Dick Wirthlin, the renowned Republican pollster, once groused that the polling industry was being ruined by “low barriers to entry.” Wirthlin got his start, of course, in the days when privileged pollsters could access mainframe computers at universities. Then the personal computer hit the market, followed by the broad dissemination of SPSS and similar canned software packages to crunch poll data. “Field service” call centers sprang up, too, offering cheap WATS long distance. Suddenly, some guy operating a “polling firm” out of a van down by the river was ostensibly offering the same service as Dr. Dick Wirthlin.

It wasn’t just the hardware and software that made Dick Wirthlin different, however. He had formal academic training, experience and judgment that the van guy didn’t. One unique element of the training of most “academic” pollsters was and is an immersion in the history and ethics of polling. Properly trained opinion researchers are steeped in the tradition that we are acolytes of the public in the sacred practices of mass democracy. It is a sober responsibility. In graduate school, I was required to take a course in the philosophy of science, wherein we pondered our ethical responsibilities.

Since Dr. Wirthlin’s melancholy critique, things have only gotten worse. Essential tools of political polling are more accessible to the untrained than ever. Online services like SurveyMonkey (an apt label) will probably accelerate the slide of the industry. A clear majority of pollsters today has no formal academic training in the trade. New pollsters nowadays are most often plucked from the ranks of young swashbuckling operatives. The polling firm hires them for their aggressive promise and runs them through an in-house apprenticeship. I once made a hire like this. As an alternative to on-the-job training, I sent him to the University of Michigan for a program designed to instruct journalists in the art and science of polling. It was probably better than nothing when it came to inculcating proper values about polling.

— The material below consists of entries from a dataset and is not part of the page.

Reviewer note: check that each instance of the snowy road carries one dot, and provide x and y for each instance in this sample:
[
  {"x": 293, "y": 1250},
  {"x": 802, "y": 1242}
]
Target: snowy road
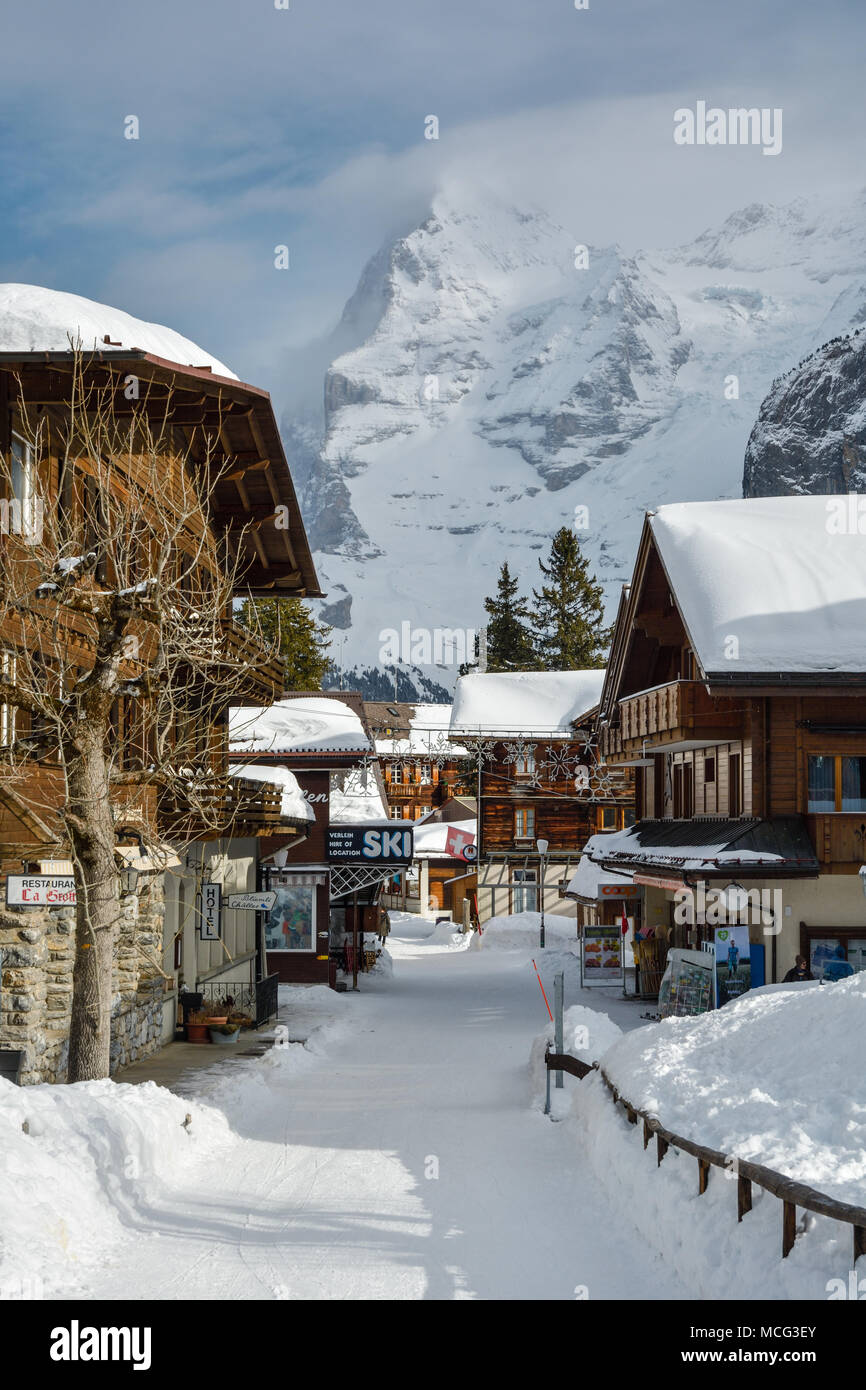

There is no inherent justification for pollsters with an operative background to have coarser principles than researchers with academic training. Yet I have observed that it happens that way most of the time. In particular, outbreaks of over-the-top, push-polling-variety questions most always emanate from pollsters with little formal training, except in the school of hard knocks. But, to be fair, it must be acknowledged that one of the few pollsters ever formally censured by a professional organization was an Oxford-trained Ph.D.

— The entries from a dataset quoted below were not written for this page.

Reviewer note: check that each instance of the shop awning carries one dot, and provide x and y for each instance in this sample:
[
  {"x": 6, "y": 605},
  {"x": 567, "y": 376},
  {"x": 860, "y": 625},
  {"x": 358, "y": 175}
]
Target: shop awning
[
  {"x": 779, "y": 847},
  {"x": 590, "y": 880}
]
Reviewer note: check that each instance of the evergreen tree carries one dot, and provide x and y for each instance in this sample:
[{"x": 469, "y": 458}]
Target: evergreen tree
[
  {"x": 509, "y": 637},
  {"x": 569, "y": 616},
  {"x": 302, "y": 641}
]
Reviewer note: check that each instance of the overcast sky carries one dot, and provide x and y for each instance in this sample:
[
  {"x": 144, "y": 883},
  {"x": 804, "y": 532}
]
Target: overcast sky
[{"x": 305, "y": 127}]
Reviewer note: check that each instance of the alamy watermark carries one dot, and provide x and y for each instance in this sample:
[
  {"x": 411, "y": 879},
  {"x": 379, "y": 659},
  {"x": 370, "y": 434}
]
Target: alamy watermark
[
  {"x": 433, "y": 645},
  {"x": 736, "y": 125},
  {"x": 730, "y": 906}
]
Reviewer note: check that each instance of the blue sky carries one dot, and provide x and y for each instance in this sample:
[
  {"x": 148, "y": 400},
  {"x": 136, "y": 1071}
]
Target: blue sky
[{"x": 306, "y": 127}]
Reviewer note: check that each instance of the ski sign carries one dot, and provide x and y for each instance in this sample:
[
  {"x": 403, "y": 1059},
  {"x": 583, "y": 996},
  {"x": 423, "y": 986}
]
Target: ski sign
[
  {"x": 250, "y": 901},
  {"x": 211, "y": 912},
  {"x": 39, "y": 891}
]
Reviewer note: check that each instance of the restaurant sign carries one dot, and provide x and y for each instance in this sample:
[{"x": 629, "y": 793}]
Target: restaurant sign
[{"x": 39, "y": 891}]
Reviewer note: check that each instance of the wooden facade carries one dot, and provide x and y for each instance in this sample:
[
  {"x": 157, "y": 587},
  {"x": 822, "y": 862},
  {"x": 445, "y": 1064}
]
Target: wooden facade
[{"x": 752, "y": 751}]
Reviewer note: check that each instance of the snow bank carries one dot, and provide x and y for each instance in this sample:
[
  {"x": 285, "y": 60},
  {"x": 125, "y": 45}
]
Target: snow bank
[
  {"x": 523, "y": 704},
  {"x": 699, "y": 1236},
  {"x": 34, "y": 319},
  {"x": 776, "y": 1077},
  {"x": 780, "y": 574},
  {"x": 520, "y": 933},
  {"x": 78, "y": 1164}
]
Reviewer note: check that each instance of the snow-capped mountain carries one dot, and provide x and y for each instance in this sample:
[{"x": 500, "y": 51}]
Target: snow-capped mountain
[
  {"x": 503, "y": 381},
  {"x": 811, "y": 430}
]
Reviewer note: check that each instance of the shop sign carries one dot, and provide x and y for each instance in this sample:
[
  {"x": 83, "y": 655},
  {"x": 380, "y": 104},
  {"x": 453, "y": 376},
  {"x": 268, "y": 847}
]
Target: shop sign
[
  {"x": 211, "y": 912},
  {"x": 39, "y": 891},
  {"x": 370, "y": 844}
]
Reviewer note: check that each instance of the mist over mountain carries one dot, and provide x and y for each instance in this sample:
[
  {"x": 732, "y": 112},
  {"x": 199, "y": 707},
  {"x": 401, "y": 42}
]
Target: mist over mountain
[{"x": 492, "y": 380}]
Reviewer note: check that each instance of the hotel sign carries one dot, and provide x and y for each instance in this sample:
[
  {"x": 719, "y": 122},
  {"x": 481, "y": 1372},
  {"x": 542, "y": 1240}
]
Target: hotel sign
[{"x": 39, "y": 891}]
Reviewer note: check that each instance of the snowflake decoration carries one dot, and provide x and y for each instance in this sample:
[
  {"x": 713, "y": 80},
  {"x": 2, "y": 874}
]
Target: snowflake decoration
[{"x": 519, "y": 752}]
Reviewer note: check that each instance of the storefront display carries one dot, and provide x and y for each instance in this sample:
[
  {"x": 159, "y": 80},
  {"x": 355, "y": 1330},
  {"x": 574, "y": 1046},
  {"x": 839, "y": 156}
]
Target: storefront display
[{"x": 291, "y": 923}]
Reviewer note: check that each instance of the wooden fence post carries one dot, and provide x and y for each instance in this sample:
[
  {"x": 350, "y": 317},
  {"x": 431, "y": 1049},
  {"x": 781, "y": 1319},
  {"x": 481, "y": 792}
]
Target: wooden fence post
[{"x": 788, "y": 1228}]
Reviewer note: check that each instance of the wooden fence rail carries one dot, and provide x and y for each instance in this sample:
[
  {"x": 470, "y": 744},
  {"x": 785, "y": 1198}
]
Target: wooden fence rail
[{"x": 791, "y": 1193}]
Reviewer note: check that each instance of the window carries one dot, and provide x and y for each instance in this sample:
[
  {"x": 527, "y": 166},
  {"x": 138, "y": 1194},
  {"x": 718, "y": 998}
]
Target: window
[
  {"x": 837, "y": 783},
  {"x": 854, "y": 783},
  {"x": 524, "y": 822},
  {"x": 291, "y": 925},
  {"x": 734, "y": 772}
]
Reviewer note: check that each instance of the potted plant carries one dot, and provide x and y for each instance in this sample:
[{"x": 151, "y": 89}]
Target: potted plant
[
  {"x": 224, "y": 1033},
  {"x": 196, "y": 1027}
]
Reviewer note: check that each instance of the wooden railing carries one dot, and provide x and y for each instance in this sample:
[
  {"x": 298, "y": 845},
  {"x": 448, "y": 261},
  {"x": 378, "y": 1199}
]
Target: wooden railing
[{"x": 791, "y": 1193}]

The American Association for Public Opinion Research (AAPOR) tries to stand in the breach of this chasm between polling principles and political practice. These are the “good guys” (and gals), most of whom labor in academia or serious research organizations. They volunteer their time and effort to hear complaints regarding violation of AAPOR standards. Violations can result in censure, as when AAPOR slapped Frank Luntz 12 years ago for his behavior in relation to research supposedly undergirding the Contract with America. Political pollsters aren’t the only culprits. A public health researcher at Johns Hopkins was cited by AAPOR on Feb. 4.

It’s good that AAPOR is there, because the threat of censure may encourage some good behavior.

But AAPOR’s mandate is limited. Last year I asked AAPOR to censure a newspaper that blatantly misreported results of a poll that I conducted. AAPOR treated the matter seriously, but concluded that its organizational mandate was only to confront researchers, not reporters. That’s a gap — censuring errant poll reporting — that someone like AAPOR needs to fill.

Most pollsters revel in our relatively unregulated enterprise. No training required. No certificate needed. No rules in place. The vacuum of that freedom, if abuses persist, will eventually be filled.

In a pro-regulatory Obama era, it may come sooner than we suspect.

Hill is director of Hill Research Consultants, a Texas-based firm that has polled for GOP candidates and causes since 1988.